KIT has accommodated a modern Rodent Facility for the breeding and maintenance of mice and rats since 1993. It provides scientists with experimental animal models and a broad array of services. The facility currently houses over 8,000 mice, comprising more than 130 different mouse strains, and 1,000 rats. The Rodent Facility is unique due to the wide range of technologies that are currently employed, including administration of compounds, collection of blood samples, surgery (vasectomy, castration, partial hepatectomy, in vivo tissue transfection), cryo-conservation of mouse embryos, in vivo bioluminescence imaging, the creation of transgenic and knock out mouse lines and a central facility for histological analyses. Additionally, mice and rats in the facility are used as prime sources of genetically altered cells for in vitro experiments, such as neuronal, muscular and cancer stem cells.

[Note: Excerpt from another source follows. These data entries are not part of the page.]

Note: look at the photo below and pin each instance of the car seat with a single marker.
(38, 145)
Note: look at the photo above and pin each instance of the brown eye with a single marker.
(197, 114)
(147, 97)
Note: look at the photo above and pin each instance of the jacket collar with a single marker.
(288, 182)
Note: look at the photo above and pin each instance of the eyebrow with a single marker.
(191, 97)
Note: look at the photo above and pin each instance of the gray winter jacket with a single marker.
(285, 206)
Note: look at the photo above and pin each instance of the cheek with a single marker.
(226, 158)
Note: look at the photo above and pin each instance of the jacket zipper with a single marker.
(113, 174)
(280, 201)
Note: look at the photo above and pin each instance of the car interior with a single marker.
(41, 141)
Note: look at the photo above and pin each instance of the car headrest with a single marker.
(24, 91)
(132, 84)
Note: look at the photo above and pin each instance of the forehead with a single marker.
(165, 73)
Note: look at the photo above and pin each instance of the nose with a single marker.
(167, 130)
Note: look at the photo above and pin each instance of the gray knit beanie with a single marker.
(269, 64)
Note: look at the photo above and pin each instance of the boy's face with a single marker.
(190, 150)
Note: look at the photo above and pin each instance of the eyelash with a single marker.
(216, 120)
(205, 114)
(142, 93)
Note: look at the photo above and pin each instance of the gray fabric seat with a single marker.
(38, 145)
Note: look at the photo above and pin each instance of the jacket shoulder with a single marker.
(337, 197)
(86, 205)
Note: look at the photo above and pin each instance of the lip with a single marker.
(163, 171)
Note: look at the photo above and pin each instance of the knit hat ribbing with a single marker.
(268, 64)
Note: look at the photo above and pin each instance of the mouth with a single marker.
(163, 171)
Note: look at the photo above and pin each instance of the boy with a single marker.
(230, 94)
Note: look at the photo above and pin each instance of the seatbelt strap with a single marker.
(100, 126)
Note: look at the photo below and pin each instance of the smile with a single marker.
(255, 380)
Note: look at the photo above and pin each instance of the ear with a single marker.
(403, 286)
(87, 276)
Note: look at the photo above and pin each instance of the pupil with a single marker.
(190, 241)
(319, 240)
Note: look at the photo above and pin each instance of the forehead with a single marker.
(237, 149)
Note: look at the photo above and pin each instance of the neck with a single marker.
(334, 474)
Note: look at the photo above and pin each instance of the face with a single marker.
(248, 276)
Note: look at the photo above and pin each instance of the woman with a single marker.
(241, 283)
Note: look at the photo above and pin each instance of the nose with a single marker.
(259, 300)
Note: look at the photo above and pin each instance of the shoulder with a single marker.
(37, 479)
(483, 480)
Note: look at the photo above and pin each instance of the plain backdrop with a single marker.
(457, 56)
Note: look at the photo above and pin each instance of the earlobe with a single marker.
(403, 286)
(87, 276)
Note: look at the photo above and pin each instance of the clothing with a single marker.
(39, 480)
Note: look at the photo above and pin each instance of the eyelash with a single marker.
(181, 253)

Given the principal aims of the BIFTM programme, rodent models are vital for the validation in the intact organism of results obtained with cultured cells. Moreover, the evaluation of biofunctional surfaces depends crucially on rodents as a source of wild-type and genetically altered primary cells. Similarly, the assessment of in vivo effects of synthetic biomimetic tools (including their potential toxicity) requires experiments in rodents. A further major contribution of the Rodent Facility to the BIFTM Programme will be provided by the transgenic and knockout facility to test the role of identified genes in normal physiology and in pathological processes.